Più di 200 delfini sembrano morti con ustioni che fanno sospettare che siano morti a causa dell’attività militare nelle acque in cui abitano.
Le battaglie lungo la costa ucraina stanno causando danni incalcolabili alla fauna marina del Mar Nero. Più precisamente, nell’habitat dei delfini, prima vittima visibile nell’ecosistema acquatico. Dallo scoppio della guerra, diverse centinaia di mammiferi marini sono stati spazzati via dalle coste di Bulgaria, Romania e Turchia da un’incessante attività militare.

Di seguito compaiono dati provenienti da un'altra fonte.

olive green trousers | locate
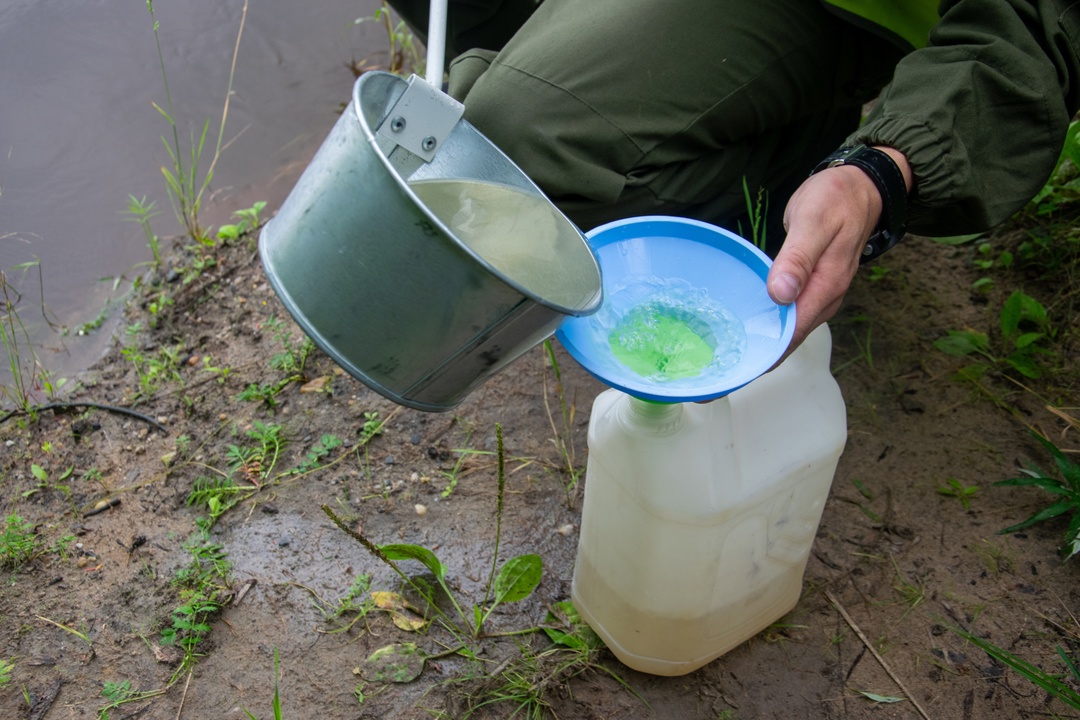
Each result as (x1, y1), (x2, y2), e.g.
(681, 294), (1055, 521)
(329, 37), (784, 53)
(389, 0), (903, 253)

Molti di loro sono stati trovati disorientati ed estremamente deboli; altri (oltre 200) si sono arenati morti sulle rive. Tutti i loro corpi mostrano gravi ustioni cutanee, il che suggerisce che siano morti per esplosioni di bombe o mine.
“Sospettiamo, senza certezza, che le sue ferite siano dovute al fosforo; se fosse stato per le fiamme di un’esplosione non sarebbero sopravvissuti, sarebbero stati fatti a pezzi”, ha spiegato il biologo rumeno Razvan Popescu.

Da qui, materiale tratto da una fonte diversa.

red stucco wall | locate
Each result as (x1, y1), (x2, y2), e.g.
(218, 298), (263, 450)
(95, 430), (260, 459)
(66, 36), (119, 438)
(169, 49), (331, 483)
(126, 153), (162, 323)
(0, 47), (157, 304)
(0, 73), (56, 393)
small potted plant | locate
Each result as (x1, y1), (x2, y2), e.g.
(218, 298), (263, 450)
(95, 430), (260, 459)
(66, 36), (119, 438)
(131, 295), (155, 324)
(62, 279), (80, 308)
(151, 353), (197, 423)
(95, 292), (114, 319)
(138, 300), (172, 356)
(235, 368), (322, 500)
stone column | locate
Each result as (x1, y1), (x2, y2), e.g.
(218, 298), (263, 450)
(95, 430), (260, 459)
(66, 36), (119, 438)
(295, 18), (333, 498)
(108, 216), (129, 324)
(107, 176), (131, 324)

“Il fosforo è una sostanza che brucia anche sott’acqua, non solo all’esterno”, aggiunge l’esperto, che confessa di non aver mai visto un delfino bruciato nei 25 anni in cui ha lavorato con i cetacei nel Mar Nero. Due settimane fa, più di 60 cetacei sono stati trovati spiaggiati a Sulina, una piccola città costiera rumena raggiungibile solo in barca attraverso il Danubio o il Mar Nero.

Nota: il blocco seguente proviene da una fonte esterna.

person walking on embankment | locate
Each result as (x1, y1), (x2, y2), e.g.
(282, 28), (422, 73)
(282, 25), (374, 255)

Ma la cifra supera già i 100 mammiferi marini che sono rimasti intrappolati sulla costa rumena senza riuscire a salvarsi la vita. Sette giorni dopo, una dozzina di delfini sono rimasti bloccati alla foce del fiume Ropotamo, 50 chilometri a sud della città turistica di Burgas, in Bulgaria. E sono anche morti.
“Purtroppo non abbiamo potuto aiutare con nulla. Continuavano a venire a riva. Quando abbiamo cercato di metterli in mare per farli galleggiare, erano esausti e disorientati, tremavano, i loro occhi erano rossi e sfocati, color ciliegia”, ha detto lo scienziato bulgaro Kota Atanasov.
Da parte sua, la Turkish Marine Research Foundation ha riferito il 10 maggio della morte di 80 delfini sulle sue coste. Secondo gli esperti, un altro motivo della morte dei delfini risiede nell’inquinamento acustico. L’aumento del rumore delle navi da guerra e l’uso di potenti sistemi sonar hanno portato alla perdita dei delfini, che navigano utilizzando le onde sonore sia per navigare che per cercare cibo.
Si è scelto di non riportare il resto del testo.